Americans don’t agree on whether being born here should make you a citizen. That’s not new.

Adam Freelander
Adam Freelander is the interim executive producer on the Vox video team and covers the US.

On the first day of Donald Trump’s second presidential term, he signed an executive order about an old American rule: that with very few exceptions, anyone born here is a citizen. Trump’s order stated that the rule should no longer apply to the children of those in the United States illegally or temporarily. And while, within a few weeks, that order had been blocked by multiple federal judges, it was a temporary resolution, with the ultimate outcome yet to be determined, probably by the Supreme Court.

The US is far from the only country in the world that offers unconditional birthright citizenship. While it’s uncommon in Europe, Asia, and Africa, it’s very common among Western Hemisphere countries, partly because of their history as colonies populated mostly by settlers. But of the many countries with birthright citizenship in the world, the US is by far the largest, with hundreds of thousands of baby citizens born here every year to noncitizen parents. Those numbers naturally raise the questions: Is this what birthright citizenship was meant for? And why do we have birthright citizenship in the first place?
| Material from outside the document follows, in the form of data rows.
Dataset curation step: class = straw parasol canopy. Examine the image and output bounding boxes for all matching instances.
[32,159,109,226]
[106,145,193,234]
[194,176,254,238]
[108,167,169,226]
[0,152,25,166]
The short answer is that birthright citizenship in the US came about as a way of granting citizenship after the American Civil War to the large population of formerly enslaved Black people. But that raises a different question: How did a law intended for Black Americans end up creating hundreds of thousands of new US citizens born to immigrant parents every year? In the video above, we trace that history, answer that question, and look at a few of the times that the US has actually had this argument before. Today’s concerns over birthright citizenship may feel specific to our particular immigration debate. They’re actually not.